WASHINGTON >> Fourteen men were charged with operating an online child exploitation network that investigators said preyed upon hundreds of boys across the United States and overseas, authorities announced Tuesday.

Law enforcement officials said the arrests were part of a worrisome trend in which children are being enticed by adults to post sexually explicit images of themselves that are then shared online. In this case, authorities said, users of an underground network posed online as girls to coerce boys into sharing with them child pornography images.

“These alleged perpetrators preyed upon the most innocent, most vulnerable members of our society with no regard to the immediate or lasting harm they caused to their victims and their families,” Homeland Security Secretary Jeh Johnson said at a news conference.

The investigation, called “Operation Round Table,” was led by the U.S. Immigration and Customs Enforcement, U.S. Postal Inspection Service and federal authorities in Louisiana, where the alleged leader of the operation lives.

The roughly 250 victims were spread across 39 states and five other countries — Australia, Belgium, Britain, Canada and New Zealand. Most were boys between 13 and 15. Two victims were 3 or younger, authorities said.

The pornographic images were shared on an underground website on the Tor network, an online anonymity network that masks the location of servers and conceals an Internet user’s location. The subscription-based website operated from about June 2012 until June 2013, had more than 27,000 members and shared more than 2,000 webcam-captured videos, mostly of young boys, authorities said.

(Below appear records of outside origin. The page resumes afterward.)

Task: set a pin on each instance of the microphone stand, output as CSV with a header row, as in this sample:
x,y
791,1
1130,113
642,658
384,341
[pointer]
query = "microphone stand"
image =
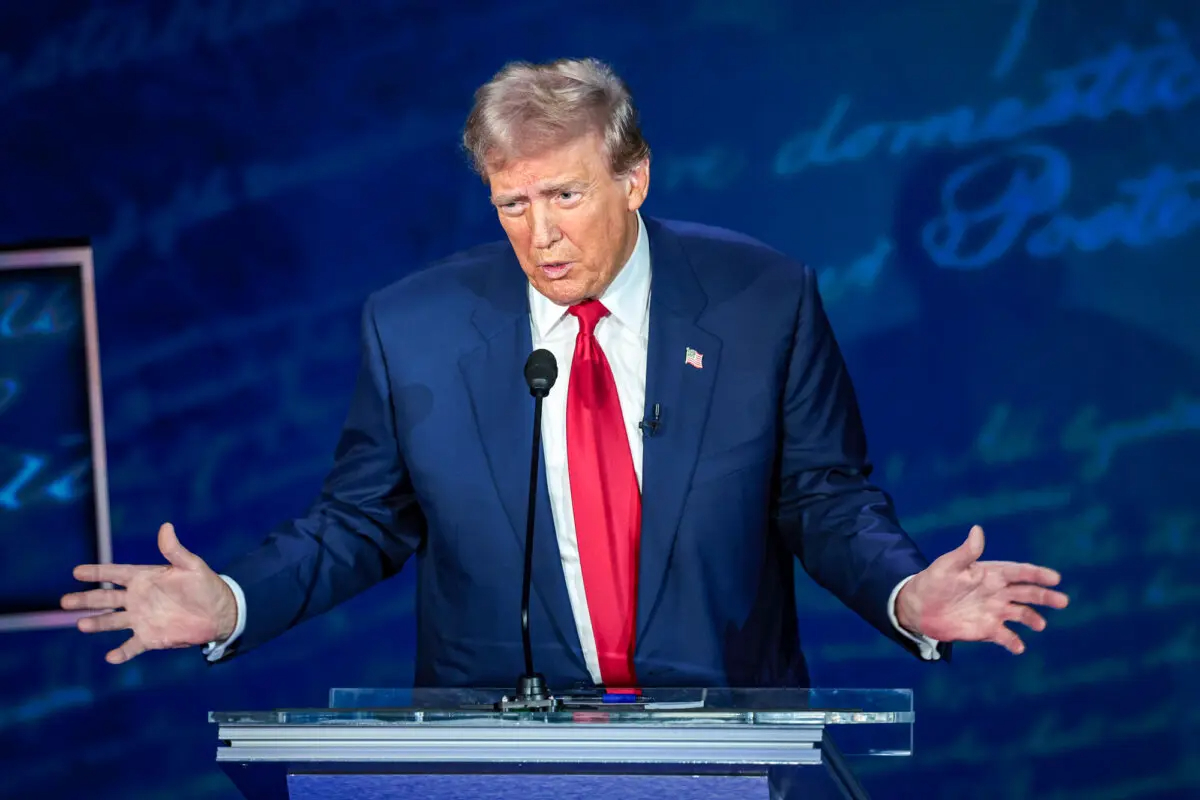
x,y
532,693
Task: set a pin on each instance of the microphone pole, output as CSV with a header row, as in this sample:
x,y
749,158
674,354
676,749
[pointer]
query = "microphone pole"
x,y
540,372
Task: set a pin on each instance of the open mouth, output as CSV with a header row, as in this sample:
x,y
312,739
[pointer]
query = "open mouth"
x,y
556,269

Eleven of the 14 men, including the man authorities say was the administrator of the network, are being prosecuted in Louisiana. The other three are being charged in New York, Colorado and Wisconsin.

Authorities accuse Jonathan Johnson, of Abita Springs, La., of being the leader of the operation. They say he admitted creating multiple fake female personas from his home and encouraged others to do the same in an effort to entice boys to produce sexually explicit images of themselves. The 27-year-old also instructed members and uploaders on how to avoid getting caught by law enforcement, prosecutors say.

Online court records show Johnson was charged last month through a criminal information, a document that typically signals a guilty plea is near. A change of plea hearing is scheduled for March 27, according to the records. Johnson has been in custody since his arrest last June and faces from 20 years to life in prison.

A lawyer for Johnson did not immediately return a call seeking comment on Tuesday.